3) Browse job listings find essential skills for robot-related roles

Once you have an idea of sources for robotics degrees, and how you can fit into the future workforce, start looking through job listings. While it may seem premature to do this, you can learn valuable information that can guide a career move. First, look for companies that most often have technology job openings that appeal to you.

Then, dig deeper and see what skills they require. Figure out how you could sharpen those skills and create an action plan for encouraging meaningful personal growth. Remember, making your skills applicable to the future is a substantial part of enjoying long-term job security.

Check out the newly launched website that seeks to address the robotics skills shortage by connecting qualified candidates with robotics companies. It’s called Robots.Jobs and has both featured jobs and companies, giving you an idea of the know-how that you need to progress in the field. (Editor’s note: Robotics Business Review is a partner with Robots.Jobs)

robotics career networking business people

Making connections at local robotics gatherings can help generate job opportunities.

4) Become a confident networker

Research indicates that up to 85% of people find their jobs through networking. If you don’t know anyone currently working in robotics, it’s time to change that. Search for local gatherings of individuals working in robotics and other tech fields. Be prepared to talk about your career goals and what you can offer to employers.

At this stage in your career switch, it may not feel like you can bring much to the table concerning relevant robotics expertise. But think about the other things you have to offer from your former role. For example, maybe you were a marketing professional and worked on projects that required you to assess and meet client needs. In that case, you’re probably great at seeing the big picture and knowing how to achieve successful outcomes.

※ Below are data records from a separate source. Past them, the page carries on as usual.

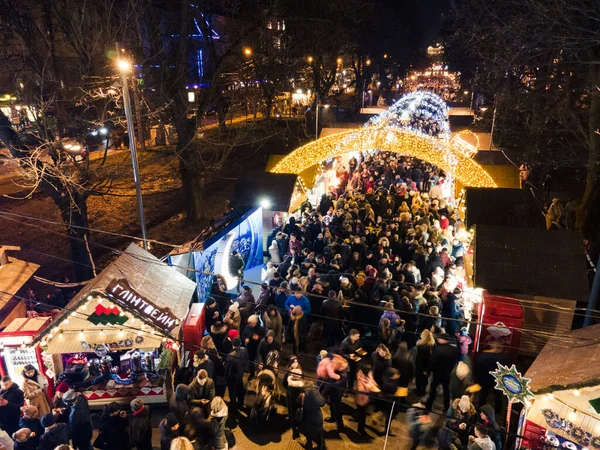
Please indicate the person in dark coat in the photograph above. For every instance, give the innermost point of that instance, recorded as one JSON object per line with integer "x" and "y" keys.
{"x": 251, "y": 337}
{"x": 419, "y": 424}
{"x": 487, "y": 361}
{"x": 169, "y": 430}
{"x": 202, "y": 390}
{"x": 294, "y": 386}
{"x": 235, "y": 367}
{"x": 297, "y": 330}
{"x": 55, "y": 434}
{"x": 312, "y": 418}
{"x": 178, "y": 404}
{"x": 443, "y": 360}
{"x": 30, "y": 419}
{"x": 424, "y": 348}
{"x": 140, "y": 428}
{"x": 333, "y": 313}
{"x": 59, "y": 408}
{"x": 25, "y": 439}
{"x": 11, "y": 400}
{"x": 487, "y": 419}
{"x": 113, "y": 429}
{"x": 202, "y": 361}
{"x": 80, "y": 420}
{"x": 266, "y": 346}
{"x": 351, "y": 349}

5) Improve critical thinking skills by staying abreast of robotics news

Robotics is a fast-moving sector, and you cannot assume things in the industry will stay relatively constant up to and beyond the time when you’re ready to enter the employment market and start hunting for a robotics job. It’s smart to build a collection of robotics resources such as websites and blogs. Aim to read them daily, or at least several times a week.

As you digest the information, think about it critically by asking yourself how the things you read about could have short- or long-term effects on the robotics industry. Similarly, as you read about exceptionally innovative robotics achievements, ponder the pros and cons of such progress. Challenging yourself to analyze the news like this keeps your knowledge current, plus encourages you to think beyond the words on the page.

6) Look for a tech internship

It’s one thing to earn a degree from a robotics program, but you will also need hands-on experience that will be valuable if you enrolled in an online degree program that didn’t offer any or very many lab experiences for learners. An internship can help you discover what it’s really like to work in a robotics or other tech company.

When you’re getting your resume ready before applying for an internship, make sure to list any relevant projects completed, even the ones where you built robots with DIY kits. The companies looking for interns want well-rounded applicants, and that often means people who aren’t afraid to roll up their sleeves and get to work by carefully following instructions, and realizing that they may not get everything right the first time.

Speaking of DIY kits, they can be excellent for helping you apply skills learned in formal coursework. Even if your robotics degree program doesn’t recommend using them, you should because you’ll gain a richer understanding of how robots function.

Of course, the internships at the biggest, most well-known companies will be very competitive. But keep in mind that you could learn just as much — or more — by working for a small startup.

Stay determined during your quest

Besides staying aware of these six tips, don’t forget that you need a diligent mindset as you strive to build a robotics career without a Ph.D. Although many of the applicants may have more education than you, the other traits you offer could make you become the candidate of choice.